JAKARTA — Major coal miners in Indonesia swung back to profit or reported multifold increases in earnings in the first nine months of the year thanks to record prices for the commodity. But they face rising refinancing risks in the coming years as domestic banks join their global peers becoming cautious about lending to the fossil fuel industry.
Another potential long-term obstacle for miners is President Joko “Jokowi” Widodo’s ambition to make Indonesia a climate leader as the country takes over the Group of 20 presidency from Italy.
Among coal producers listed on the Indonesia Stock Exchange, Bayan Resources posted the biggest gain in net income at $650 million, a sixfold rise from $108 million in January to September last year. Similarly, Adaro Energy saw an almost fourfold increase in its net profit to $420.9 million, while state-owned Bukit Asam had a nearly threefold rise to 4.77 trillion rupiah ($332 million). Bukit Asam reports earnings in the Indonesian currency.
Bayan exported 90% of its coal output, versus Adaro’s 70% and Bukit’s 37%, with China, India and neighboring Southeast Asian countries among the main export destinations.
During the same period, ABM Investama and Bumi Resources returned to profit. Bumi posted $64 million in net income, reversing its loss of $137 million last year, while ABM reported a $94 million net profit, compared with a $5.4 million net loss the previous year.
The figures are based on the companies’ filings to the Indonesian Stock Exchange in recent days.
“Strong market conditions continued in [the third quarter of this year], which propelled seaborne thermal coal prices to historic highs,” Adaro said in a news release on Wednesday. “Demand remained strong during the period, while supply struggled to meet the high demand.”
Thermal coal prices have rebounded strongly this year, following roughly two years of declines, reaching record prices of around $240 per ton in October.

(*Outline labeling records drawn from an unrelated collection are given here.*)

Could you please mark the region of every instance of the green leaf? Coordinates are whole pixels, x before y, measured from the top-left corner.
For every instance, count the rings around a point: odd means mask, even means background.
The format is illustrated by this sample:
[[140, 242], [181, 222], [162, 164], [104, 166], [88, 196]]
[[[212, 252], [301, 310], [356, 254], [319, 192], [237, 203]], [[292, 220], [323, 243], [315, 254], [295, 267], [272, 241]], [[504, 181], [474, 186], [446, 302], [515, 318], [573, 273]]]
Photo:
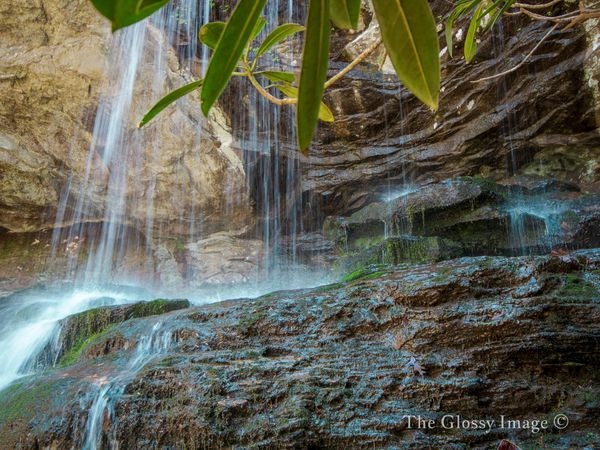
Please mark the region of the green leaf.
[[229, 82], [231, 74], [252, 37], [266, 2], [267, 0], [239, 0], [233, 10], [221, 39], [215, 47], [204, 77], [200, 103], [205, 116], [208, 115], [210, 108]]
[[440, 92], [440, 47], [427, 0], [373, 0], [385, 48], [398, 78], [436, 110]]
[[273, 83], [278, 83], [280, 81], [284, 83], [293, 83], [296, 80], [296, 75], [292, 72], [277, 72], [274, 70], [264, 70], [262, 72], [254, 72], [255, 75], [262, 75], [267, 80], [272, 81]]
[[[298, 88], [295, 88], [294, 86], [275, 84], [272, 87], [280, 90], [284, 95], [290, 98], [298, 98]], [[333, 122], [335, 120], [333, 113], [323, 101], [319, 104], [319, 119], [323, 122]]]
[[152, 107], [152, 109], [150, 109], [150, 111], [148, 111], [144, 115], [144, 117], [142, 117], [142, 120], [140, 120], [140, 123], [138, 124], [138, 128], [142, 128], [144, 125], [146, 125], [148, 122], [150, 122], [154, 117], [156, 117], [163, 109], [165, 109], [171, 103], [173, 103], [176, 100], [179, 100], [184, 95], [187, 95], [190, 92], [193, 92], [196, 89], [199, 89], [201, 86], [202, 86], [202, 80], [197, 80], [197, 81], [193, 81], [189, 84], [186, 84], [185, 86], [182, 86], [179, 89], [175, 89], [173, 92], [170, 92], [169, 94], [165, 95], [163, 98], [161, 98], [158, 101], [158, 103], [156, 103], [156, 105], [154, 105]]
[[219, 39], [221, 39], [224, 29], [225, 22], [205, 23], [202, 25], [202, 27], [200, 27], [200, 34], [198, 35], [198, 38], [200, 39], [200, 42], [202, 42], [208, 48], [214, 50], [219, 43]]
[[91, 0], [95, 8], [112, 22], [112, 31], [133, 25], [159, 10], [169, 0]]
[[465, 60], [467, 63], [470, 63], [475, 57], [475, 52], [477, 51], [477, 42], [475, 42], [475, 34], [479, 29], [481, 24], [481, 19], [483, 18], [483, 8], [485, 5], [482, 3], [475, 10], [473, 14], [473, 18], [471, 19], [471, 23], [469, 24], [469, 30], [467, 31], [467, 36], [465, 37]]
[[277, 45], [287, 37], [300, 31], [304, 31], [304, 27], [295, 23], [284, 23], [283, 25], [278, 26], [271, 31], [263, 43], [260, 44], [260, 47], [256, 52], [256, 58], [260, 58], [262, 55], [271, 50], [274, 45]]
[[356, 30], [360, 17], [360, 0], [331, 0], [329, 13], [333, 24], [344, 30]]
[[306, 152], [317, 128], [329, 65], [329, 0], [310, 0], [298, 89], [298, 144]]
[[491, 19], [489, 20], [488, 24], [485, 26], [485, 31], [489, 30], [490, 28], [492, 28], [496, 22], [498, 21], [498, 19], [500, 17], [502, 17], [502, 15], [508, 11], [510, 8], [512, 8], [512, 6], [516, 3], [517, 0], [508, 0], [503, 6], [502, 8], [498, 8], [496, 10], [496, 12], [494, 12], [494, 14], [491, 16]]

Supply constraints, including unfavorable weather conditions in top coal exporting nations Indonesia and Australia, as well as problems with China’s domestic mines, meant that production failed to keep pace with spikes in electricity demand for air conditioning and for winter restocking as countries recovered from their worst COVID-19 outbreaks in the first half of this year.
But coal prices dropped to around $150 per ton in November as China, the world’s biggest consumer, saw its power crunch ease.
Maisam Hasnain, vice president and senior analyst at Moody’s Investors Service, on Wednesday said coal prices are expected to decline further over the next 12 to 18 months, but stay above their medium-term price range of $60 to $90 per ton.
Moody’s forecasts the combined earnings before interest, taxes, depreciation, and amortization of its rated Indonesian coal producers next year to fall 20% from its EBITDA forecast of more than $5.5 billion for the full year in 2021, which is a 111% rise versus last year. Hasnain said 2022 earnings are expected to be “in line with 2018 levels, which was the peak of the last commodity upcycle.”
Commenting on concerns over the spread of the omicron variant of COVID-19, he said there is still “considerable uncertainty,” but added that there could be risk on the demand side and potential price declines if omicron leads to another round of national lockdowns.
The medium- and long-term outlooks for coal producers, however, are definitely bleaker especially after the latest climate conference in Glasgow, Scotland, last month.
“The climbdown on a global agreement to phase out coal made headlines, but the COP26 messaging was clear enough: Coal’s days are numbered,” said Robin Griffin, research director at global energy consultancy Wood Mackenzie, in a note on Wednesday. “As a result, finance and insurance costs for coal will climb even higher.”
In Indonesia, in addition to pressure from global investors, more immediate risks to coal companies are expected to come from domestic banks. The Financial Services Authority is preparing initiatives that will strengthen requirements that banks manage risks associated with the transition away from carbon-intensive energy. Miners’ refinancing risks will rise, given “the shrinking pool” of bank lending and lack of alternative funding sources, Moody’s said in a recent note.
“The Indonesian coal mining companies that we rate have around $2.9 billion in U.S. dollar bonds maturing between 2024 and 2026. These companies are unlikely to fully refinance these bond maturities with domestic bank loans because the aggregate principal of these bonds is large — equivalent to around 30% of total domestic bank loans to the mining sector as of August 2021,” Hasnain added.
“We expect miners to take advantage of strong cash flow generation, amid current high coal prices, to retire debt” or to “significantly diversify their earnings away from thermal coal,” he said.
On the national policy front, Indonesia has vowed to achieve carbon neutrality by 2060. Among its initiatives are plans to introduce a carbon tax in April on coal-fired power plants. An emissions trading market is also expected to be put in place soon, and Widodo has touted the country’s potential as a renewable energy producer.